À Jeanne d’Arc
Jeune fille aux yeux doux, qui jadis, enflammant
La bravoure et la foi du soldat défaillant,
Rallumiez les beaux feux de la sainte espérance,
Et chassiez l’ennemi hors du terrain de France,
Céleste inspiratrice, ange fidèle et pur,
Vous ne mourrez jamais, mais là-haut dans l’azur
Des rêves immortels de la patrie aimante,
Toujours vous planerez indomptable et vivante.
Nous relisons l’histoire et nous voyons l’éclat
D’un courage hardi dans vos sanglants combats ;
Mais la tendresse aussi de votre cœur de femme
Accompagnait toujours la brillante oriflamme.
La guerre d’autrefois nous semble maintenant
Un songe monstrueux, un cauchemar navrant.
L’ambition sans borne est indigne et honteuse
Et la liberté seule est grande et glorieuse.
Nous ne regrettons plus vos triomphes si beaux,
Car l’âme de la France était sous vos drapeaux.

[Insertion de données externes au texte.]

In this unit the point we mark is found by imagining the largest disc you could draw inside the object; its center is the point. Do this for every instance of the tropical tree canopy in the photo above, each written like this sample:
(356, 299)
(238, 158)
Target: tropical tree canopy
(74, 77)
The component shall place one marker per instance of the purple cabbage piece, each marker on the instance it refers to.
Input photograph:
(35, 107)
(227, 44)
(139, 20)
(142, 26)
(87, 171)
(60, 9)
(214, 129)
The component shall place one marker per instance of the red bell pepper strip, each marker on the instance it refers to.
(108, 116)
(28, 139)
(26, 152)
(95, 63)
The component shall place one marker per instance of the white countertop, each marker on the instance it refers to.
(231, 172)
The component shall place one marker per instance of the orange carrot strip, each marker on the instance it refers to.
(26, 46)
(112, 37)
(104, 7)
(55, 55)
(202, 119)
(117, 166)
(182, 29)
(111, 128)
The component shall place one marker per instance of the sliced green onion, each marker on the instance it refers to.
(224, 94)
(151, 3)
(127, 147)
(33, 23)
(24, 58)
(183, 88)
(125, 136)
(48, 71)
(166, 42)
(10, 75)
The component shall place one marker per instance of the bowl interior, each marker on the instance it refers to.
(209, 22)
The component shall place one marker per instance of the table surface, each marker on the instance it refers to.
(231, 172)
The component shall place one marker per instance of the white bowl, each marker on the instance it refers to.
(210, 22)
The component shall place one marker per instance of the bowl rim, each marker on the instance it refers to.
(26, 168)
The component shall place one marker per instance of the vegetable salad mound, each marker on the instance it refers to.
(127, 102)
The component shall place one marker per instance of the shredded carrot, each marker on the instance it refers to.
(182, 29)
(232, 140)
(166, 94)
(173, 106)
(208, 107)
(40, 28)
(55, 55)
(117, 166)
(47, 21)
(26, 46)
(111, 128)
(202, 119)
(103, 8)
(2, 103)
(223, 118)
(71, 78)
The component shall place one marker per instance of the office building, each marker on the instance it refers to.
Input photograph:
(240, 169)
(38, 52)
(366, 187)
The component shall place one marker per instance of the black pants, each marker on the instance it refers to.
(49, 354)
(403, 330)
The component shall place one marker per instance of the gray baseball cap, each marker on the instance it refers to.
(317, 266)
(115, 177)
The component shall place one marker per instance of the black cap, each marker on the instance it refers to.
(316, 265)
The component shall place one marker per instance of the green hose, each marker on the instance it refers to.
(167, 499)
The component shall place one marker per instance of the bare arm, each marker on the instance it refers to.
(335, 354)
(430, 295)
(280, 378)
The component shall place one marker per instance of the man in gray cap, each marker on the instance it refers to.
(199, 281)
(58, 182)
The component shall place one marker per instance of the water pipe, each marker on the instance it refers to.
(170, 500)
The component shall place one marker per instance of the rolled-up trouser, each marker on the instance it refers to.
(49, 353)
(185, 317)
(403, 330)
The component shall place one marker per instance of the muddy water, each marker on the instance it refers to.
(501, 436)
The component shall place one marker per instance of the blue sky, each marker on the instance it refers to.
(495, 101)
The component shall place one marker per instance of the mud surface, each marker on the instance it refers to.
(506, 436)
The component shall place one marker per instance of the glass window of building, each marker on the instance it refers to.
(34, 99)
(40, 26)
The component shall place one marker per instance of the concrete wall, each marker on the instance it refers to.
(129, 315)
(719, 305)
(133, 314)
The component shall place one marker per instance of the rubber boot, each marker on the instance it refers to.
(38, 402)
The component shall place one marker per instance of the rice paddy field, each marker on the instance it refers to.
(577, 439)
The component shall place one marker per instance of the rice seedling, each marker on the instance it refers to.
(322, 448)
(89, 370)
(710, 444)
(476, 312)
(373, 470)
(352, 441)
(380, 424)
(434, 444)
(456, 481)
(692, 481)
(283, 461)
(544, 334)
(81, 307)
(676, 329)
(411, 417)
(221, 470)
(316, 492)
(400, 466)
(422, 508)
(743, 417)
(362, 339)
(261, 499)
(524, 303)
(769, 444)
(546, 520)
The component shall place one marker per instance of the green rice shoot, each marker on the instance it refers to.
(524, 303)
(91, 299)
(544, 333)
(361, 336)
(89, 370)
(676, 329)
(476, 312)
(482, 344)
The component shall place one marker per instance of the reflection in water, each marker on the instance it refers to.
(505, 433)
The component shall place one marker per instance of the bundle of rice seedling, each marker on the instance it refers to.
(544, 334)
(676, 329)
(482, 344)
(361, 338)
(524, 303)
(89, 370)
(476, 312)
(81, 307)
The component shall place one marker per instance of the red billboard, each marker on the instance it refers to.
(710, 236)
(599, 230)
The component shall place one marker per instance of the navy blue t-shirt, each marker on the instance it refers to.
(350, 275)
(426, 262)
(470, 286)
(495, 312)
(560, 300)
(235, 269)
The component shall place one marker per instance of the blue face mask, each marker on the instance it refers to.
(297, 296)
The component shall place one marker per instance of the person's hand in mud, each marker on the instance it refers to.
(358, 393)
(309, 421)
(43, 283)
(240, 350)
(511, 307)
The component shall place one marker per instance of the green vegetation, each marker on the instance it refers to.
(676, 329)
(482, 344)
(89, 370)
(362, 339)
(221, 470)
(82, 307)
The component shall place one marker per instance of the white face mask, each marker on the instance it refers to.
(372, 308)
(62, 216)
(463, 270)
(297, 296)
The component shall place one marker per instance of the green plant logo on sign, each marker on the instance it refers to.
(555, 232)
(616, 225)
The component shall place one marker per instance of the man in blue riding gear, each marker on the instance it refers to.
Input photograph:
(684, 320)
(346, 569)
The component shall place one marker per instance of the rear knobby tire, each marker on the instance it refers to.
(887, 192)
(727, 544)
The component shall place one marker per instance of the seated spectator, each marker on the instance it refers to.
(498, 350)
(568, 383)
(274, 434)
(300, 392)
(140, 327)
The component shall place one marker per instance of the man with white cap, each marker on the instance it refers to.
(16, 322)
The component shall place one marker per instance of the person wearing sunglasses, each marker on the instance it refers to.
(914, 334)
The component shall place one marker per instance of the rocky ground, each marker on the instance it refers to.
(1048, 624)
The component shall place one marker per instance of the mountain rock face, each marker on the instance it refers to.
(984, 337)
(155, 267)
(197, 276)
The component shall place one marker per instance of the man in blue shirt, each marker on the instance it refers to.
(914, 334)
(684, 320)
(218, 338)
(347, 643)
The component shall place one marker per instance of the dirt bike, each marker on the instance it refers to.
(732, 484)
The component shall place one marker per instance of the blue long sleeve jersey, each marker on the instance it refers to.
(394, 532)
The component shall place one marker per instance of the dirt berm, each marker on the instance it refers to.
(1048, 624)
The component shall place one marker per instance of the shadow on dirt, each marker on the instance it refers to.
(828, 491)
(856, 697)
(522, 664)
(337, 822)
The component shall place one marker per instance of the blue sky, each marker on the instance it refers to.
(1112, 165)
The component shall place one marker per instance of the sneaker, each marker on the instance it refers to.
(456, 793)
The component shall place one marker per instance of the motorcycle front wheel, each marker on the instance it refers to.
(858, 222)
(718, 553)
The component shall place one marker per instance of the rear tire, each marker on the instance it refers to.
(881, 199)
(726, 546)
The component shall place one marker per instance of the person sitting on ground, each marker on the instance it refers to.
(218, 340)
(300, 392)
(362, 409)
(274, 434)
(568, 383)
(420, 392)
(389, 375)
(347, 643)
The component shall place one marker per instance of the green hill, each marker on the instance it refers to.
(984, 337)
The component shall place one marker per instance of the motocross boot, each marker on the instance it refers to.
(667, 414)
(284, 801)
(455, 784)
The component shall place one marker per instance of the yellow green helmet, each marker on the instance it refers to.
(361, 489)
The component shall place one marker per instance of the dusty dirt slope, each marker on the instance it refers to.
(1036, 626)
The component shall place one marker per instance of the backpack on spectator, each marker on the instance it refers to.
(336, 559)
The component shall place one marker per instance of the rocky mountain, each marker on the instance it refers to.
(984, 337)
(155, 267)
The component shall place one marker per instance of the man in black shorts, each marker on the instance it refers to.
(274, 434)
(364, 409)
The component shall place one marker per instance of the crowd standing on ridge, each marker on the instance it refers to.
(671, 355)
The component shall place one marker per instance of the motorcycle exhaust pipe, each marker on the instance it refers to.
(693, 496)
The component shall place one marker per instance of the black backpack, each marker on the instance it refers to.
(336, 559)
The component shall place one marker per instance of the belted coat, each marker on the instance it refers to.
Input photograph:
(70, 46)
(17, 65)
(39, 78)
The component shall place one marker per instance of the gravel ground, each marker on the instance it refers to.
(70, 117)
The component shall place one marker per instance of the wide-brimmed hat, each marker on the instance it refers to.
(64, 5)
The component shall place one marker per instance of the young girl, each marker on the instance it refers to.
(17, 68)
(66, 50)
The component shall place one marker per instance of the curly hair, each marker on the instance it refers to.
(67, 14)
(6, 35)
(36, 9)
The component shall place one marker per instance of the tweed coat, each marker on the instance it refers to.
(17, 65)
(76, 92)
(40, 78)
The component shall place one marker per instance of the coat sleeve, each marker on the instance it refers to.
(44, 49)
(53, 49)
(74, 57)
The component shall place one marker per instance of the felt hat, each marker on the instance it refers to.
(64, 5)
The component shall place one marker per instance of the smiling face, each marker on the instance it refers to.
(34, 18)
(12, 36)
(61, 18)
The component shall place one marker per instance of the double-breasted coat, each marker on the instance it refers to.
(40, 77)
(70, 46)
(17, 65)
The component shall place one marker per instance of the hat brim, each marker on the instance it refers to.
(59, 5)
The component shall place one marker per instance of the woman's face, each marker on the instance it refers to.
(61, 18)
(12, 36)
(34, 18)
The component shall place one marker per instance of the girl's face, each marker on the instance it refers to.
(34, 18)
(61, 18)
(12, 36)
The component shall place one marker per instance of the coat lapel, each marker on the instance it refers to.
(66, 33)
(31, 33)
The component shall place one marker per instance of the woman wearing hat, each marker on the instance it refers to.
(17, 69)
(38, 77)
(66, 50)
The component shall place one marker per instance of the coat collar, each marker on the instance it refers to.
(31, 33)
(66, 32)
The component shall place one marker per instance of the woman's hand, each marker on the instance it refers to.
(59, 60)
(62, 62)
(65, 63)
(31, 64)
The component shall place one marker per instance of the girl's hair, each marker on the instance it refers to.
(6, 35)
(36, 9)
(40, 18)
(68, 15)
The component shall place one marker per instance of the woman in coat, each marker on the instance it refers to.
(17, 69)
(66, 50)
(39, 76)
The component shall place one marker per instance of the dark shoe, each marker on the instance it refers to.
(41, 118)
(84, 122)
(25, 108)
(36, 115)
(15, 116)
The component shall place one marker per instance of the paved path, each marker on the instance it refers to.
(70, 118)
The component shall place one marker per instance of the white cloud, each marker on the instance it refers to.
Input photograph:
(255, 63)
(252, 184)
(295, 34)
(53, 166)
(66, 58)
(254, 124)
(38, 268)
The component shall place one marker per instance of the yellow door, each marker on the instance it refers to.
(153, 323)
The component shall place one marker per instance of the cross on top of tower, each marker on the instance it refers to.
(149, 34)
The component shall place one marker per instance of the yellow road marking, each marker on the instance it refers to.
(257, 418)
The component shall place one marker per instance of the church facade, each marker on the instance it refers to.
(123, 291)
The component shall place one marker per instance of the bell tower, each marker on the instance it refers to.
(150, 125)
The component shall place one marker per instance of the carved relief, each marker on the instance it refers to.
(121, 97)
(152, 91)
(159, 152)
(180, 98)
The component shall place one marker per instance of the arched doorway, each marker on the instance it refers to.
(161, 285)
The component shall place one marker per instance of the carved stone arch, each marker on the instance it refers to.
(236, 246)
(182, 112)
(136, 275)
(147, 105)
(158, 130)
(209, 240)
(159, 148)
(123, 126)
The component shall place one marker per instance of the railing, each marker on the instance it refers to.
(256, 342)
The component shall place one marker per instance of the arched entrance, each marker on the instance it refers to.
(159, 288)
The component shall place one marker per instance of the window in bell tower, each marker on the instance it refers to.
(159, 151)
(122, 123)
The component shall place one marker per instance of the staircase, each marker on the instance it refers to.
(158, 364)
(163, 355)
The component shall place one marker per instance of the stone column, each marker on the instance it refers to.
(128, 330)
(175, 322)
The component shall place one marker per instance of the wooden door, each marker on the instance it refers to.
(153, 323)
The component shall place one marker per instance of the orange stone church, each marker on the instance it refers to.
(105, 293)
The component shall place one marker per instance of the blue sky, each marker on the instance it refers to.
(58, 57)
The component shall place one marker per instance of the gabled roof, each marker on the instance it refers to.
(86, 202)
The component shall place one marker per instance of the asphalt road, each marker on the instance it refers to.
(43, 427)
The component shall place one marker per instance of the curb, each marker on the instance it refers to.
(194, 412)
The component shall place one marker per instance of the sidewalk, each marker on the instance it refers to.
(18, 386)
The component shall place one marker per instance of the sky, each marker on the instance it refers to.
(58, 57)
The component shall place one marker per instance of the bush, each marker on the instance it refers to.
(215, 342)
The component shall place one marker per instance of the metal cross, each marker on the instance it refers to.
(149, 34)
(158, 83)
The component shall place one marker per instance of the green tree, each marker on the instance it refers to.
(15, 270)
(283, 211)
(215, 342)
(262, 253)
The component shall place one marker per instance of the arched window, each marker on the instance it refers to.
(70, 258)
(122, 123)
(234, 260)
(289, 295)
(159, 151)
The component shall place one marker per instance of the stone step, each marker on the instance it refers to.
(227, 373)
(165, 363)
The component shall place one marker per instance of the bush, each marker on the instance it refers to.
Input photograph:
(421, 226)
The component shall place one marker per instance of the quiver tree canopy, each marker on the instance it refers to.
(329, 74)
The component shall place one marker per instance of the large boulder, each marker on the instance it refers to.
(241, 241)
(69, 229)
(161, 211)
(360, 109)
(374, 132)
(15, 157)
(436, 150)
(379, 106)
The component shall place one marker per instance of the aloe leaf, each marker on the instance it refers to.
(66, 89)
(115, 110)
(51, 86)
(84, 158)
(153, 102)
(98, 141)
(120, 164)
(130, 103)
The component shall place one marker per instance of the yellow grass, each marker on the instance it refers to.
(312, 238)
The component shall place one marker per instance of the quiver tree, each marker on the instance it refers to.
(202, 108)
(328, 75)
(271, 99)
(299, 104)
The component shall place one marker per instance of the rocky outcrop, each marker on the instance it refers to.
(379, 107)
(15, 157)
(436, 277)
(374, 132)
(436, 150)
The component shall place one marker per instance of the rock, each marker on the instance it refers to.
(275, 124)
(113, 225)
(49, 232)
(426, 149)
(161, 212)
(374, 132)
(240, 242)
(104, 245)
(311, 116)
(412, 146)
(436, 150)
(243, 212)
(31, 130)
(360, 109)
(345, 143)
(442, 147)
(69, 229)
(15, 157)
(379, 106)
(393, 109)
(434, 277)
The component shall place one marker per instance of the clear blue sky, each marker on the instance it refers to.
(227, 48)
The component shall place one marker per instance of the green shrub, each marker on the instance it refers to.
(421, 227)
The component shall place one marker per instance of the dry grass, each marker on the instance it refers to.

Mais nous nous étonnons que la haine et la rage
Puissent changer un peuple en un monstre sauvage,
Que la pureté même et vos si grands malheurs
Ne vous aient pas valu l’appui des braves cœurs,
Et que soldat, civil, avocat, prêtre et juge
S’unissent pour nier tout asile ou refuge.
Oh ! tristes et honteux, nous demandons pardon
D’avoir pris notre part dans cette trahison,
Et, mus par l’orgueil seul et la soif de vengeance,
D’avoir tout oublié, jusqu’à votre innocence.
Mais les temps sont changés : toute la haine a fui ;
Les ennemis d’antan sont frères aujourd’hui.
Votre cause est la nôtre ; à maints champs de bataille
Où grondait le canon, où pleuvait la mitraille,
Nos régiments ensemble et rang suivi de rang
Dans la mort glorieuse ont confondu leur sang.
Oh ! n’avons-nous donc pas par notre sacrifice
Racheté le pardon, satisfait la justice ?
Autrefois vous disiez, cœur doux et généreux :
« J’aime bien les Anglais quand ils restent chez eux. »
Mais depuis que nos fils, une armée innombrable,
Ont fait preuve pour vous d’une ardeur indomptable
Et qu’ils ont su mourir en fidèles amis,
N’est-ce pas votre voix que j’entends et qui dit :
« Je vous aime partout, après tant de souffrance.
Et je chéris vos morts qui reposent en France » ?
Charles Edward SAUNDERS,
Essais et vers, Éditions du Mercure, 1928.